Paylaşarak yaşamaktır, çünkü ötekisizlik bilinçli bir paylaşımdır.
Ötekisizliği gören insan, Cenab-ı Hakk'ın hikmeti ve sistemi itibari ile her varlığın bir kader üzerine yaratıldığını bildiğinden dolayı ve her şeyin aynı noktanın açılımı olduğunu bildiğinden dolayı onun ötekisi yoktur. Varlığın açılım noktasını tespit eden ve ondan sonraki safhalarını takip eden bir kimse ötekinin olmadığını seyreder. Ama bunun için bütün hareketin bir üst şuur tarafından düğmeye basıldığını ve bütün içeriğin O'nun muhtevası olduğunun bilinci ile O'na saygı, O'na biat, O'na itimat ve nihayet O'nun sistemine entegre bir vaziyette hadiseyi okumaktır ötekisizlik.
Bunlar olmadan ötekisizlik olmaz, çünkü palyatif bir ötekisizlik olmaz, demokrasi ise nakıs kalır, kafi gelmez.

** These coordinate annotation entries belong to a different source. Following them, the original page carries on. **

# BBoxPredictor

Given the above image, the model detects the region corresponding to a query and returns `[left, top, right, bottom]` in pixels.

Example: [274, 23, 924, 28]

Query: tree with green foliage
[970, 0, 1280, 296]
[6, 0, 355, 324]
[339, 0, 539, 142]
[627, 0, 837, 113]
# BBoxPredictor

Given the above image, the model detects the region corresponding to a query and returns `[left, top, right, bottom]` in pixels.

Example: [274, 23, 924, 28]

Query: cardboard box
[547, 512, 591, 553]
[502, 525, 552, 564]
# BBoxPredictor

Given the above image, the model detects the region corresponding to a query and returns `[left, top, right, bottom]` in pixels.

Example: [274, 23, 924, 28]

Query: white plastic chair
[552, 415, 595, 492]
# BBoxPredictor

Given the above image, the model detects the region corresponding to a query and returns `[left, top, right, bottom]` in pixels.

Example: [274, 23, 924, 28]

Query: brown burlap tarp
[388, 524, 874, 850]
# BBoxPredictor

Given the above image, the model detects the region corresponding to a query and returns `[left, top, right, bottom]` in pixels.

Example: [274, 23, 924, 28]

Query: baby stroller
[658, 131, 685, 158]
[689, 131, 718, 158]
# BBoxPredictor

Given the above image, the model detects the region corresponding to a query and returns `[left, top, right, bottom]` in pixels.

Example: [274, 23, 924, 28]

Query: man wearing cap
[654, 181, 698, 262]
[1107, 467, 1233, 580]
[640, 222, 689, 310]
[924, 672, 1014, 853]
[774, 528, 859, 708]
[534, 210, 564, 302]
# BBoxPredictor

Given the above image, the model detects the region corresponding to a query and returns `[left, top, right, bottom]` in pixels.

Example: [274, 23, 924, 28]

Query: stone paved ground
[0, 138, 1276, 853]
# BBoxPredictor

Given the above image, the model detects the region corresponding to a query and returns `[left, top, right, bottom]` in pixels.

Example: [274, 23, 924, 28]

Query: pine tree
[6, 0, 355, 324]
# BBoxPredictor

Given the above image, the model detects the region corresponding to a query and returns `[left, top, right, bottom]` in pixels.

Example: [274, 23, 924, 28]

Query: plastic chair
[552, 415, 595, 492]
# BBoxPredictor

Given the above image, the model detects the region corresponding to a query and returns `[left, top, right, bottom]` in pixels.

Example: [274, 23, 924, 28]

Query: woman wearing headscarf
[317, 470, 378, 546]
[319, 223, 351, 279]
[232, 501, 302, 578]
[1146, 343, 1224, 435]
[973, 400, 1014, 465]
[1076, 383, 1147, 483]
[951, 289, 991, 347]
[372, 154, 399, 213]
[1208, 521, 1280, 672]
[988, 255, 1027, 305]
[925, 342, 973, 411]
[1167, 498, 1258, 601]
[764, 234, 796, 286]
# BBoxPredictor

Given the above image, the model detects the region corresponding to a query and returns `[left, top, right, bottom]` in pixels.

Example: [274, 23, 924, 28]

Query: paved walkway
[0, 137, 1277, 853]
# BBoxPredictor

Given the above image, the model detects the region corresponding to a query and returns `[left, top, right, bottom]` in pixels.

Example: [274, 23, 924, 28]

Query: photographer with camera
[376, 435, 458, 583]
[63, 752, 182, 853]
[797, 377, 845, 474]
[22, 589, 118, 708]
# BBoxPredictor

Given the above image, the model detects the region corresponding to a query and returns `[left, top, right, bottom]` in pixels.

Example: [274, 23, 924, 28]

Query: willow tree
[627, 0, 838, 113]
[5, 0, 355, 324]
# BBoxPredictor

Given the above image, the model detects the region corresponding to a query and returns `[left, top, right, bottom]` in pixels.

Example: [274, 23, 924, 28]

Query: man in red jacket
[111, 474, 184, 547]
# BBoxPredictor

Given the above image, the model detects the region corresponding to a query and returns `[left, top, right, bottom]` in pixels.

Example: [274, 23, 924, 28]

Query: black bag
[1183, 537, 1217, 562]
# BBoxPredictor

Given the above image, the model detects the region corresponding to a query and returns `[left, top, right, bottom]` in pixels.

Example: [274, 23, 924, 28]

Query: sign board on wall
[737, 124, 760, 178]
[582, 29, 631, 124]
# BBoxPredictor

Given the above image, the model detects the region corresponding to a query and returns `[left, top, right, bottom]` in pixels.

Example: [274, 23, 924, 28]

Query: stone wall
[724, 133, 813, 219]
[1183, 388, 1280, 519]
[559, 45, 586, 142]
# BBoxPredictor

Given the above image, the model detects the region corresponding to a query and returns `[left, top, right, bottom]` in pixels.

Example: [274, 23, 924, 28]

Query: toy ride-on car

İnsanın mutlaka ontolojik bir ötekisizlik farkındalığı içerisinde, sadece spekülatif şekilde değil, ilmi bir şekilde varlığın tekil-tümelliği üzerinden yürütülecek bir atılımla ve her şeyi en az 99 açıdan değerlendirebilecek donanımla elde edilir ötekisizlik! Ve ancak o zaman olabildiğince sosyalleştirilmesine gayret edilir.
Derdimiz budur dostlar! Allah derdimizi artırsın!